There is a fascinating ITV programme that airs late on a Monday night called Surgery School. It follows real-life junior doctors who are training to be surgeons and previously the only impact it had on me was to affirm that if I ever do need surgery, I hope the consultant operates on me!
It’s a bit like law: as able as the trainee surgeons may be in theory, nothing is as vital as practical experience. For the same reason, I wouldn’t want a trainee solicitor appearing for me in court.
The most recent programme showed a trainee surgeon working in the intensive care unit of a busy hospital, and in particular how he dealt with the death of a patient. This is a situation that every doctor has to come to terms with and I’m sure it never gets any easier. The episode focused on one of his most seriously ill patients, an elderly lady called Maureen who was suffering from bowel cancer. She had undergone major surgery and was barely conscious. However her husband, a softly spoken Irishman called Michael, was constantly by her bedside despite his obvious exhaustion and age. When she was rushed off for more surgery and returned to intensive care, he quietly remarked how relieved he was as he thought he might have lost her. He couldn’t have been a gentler, more loving husband.

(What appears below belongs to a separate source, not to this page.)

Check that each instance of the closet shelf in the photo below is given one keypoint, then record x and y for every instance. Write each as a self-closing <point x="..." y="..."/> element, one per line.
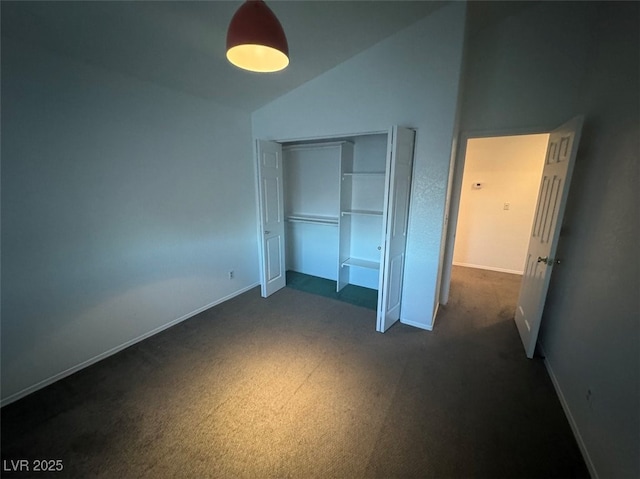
<point x="362" y="212"/>
<point x="360" y="263"/>
<point x="315" y="220"/>
<point x="364" y="173"/>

There he was, quietly reassuring and comforting her, stroking her arm and letting her know he was there despite the fact that she was in no position to respond. Three days later she died. I’m certain she will have known her husband was there by her side and that her final hours will have been spent peacefully with him. Love is deeply comforting and manifests itself at the most difficult times of our lives.
A few weeks ago I learned that one of my clients from many years ago had also passed away from cancer. I remembered her well. She was a gracious lady, who was deeply distressed by her husband’s desire to divorce her. I seem to remember that the woman he wanted to marry in her place was younger, prettier and far more outgoing than she was. Despite her unspoken and self-evident love for her husband, my client bore his decision to divorce with calmness and dignity. Her conduct throughout the divorce was exemplary. She threw no mud, was resigned to the outcome and went through the motions in a way that did her no favours. As I recall the major sticking point was that her husband had a problem giving full and frank disclosure. He provided a disclosure of sorts, but it was neither full nor frank and we had to almost drag out of him what we could. All the while, she made little effort to reveal his assets.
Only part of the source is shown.